• November 30, 2015
Photograph by Maura Teague

Photograph by Maura Teague

“Price discrimination” is flexible pricing for the same product or service based on particular customers’ circumstances. The same product will have different prices, say, for “business users” or “students,” for “early birds” and the rest of us, for the indigent and the wealthier clientele.

Do you have a problem with that? How about nearly identical versions of a product, sold as “Plain,” “Sterling,” and “Platinum Elite” at progressively higher prices and steeply higher profit margins? How about a $6 can of soup at eye-level on the supermarket shelf and an identical can of soup for $3 on a lower shelf? How about charging internet users money for access to a file that is available elsewhere on the internet for free? Should any of these practices be illegal? Which of these practices is immoral? Which is dishonest (if any)?

How about a security company that sells security services and systems that allegedly cost 250% more than a comparable product consumers can buy?

When should the government step in? When does such commercial conduct rise to the level of fraud? Or “unjust enrichment”?

 

I do not presume to know the answers to these questions, which go to the heart of free markets and government regulation. “How much profit is too much profit?” “How rich is too rich?” “When should the government step in an shut down a business because no rational consumer would buy its products?” (You might be too young to remember Pet Rocks.)

I will follow Larson v.
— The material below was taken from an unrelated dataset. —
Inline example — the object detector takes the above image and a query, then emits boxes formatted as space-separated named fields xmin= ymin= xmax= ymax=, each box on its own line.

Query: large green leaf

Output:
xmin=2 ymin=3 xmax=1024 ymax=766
Per Mar Security & Research Corp., a proposed class action recently removed to U.S. District Court (D. Minn.) from Dakota County District Court (Minn.). The basic allegations are that Defendant Per Mar Security & Research Corp. overcharged its customers. We will see how this case plays out. Over time, my sense of the case may change, but my first impression is that consumers who buy supposedly over-priced goods or services should not then be able to sue the seller solely on the basis of the excessive price. That is not what our court system is for. That is what our market system is for.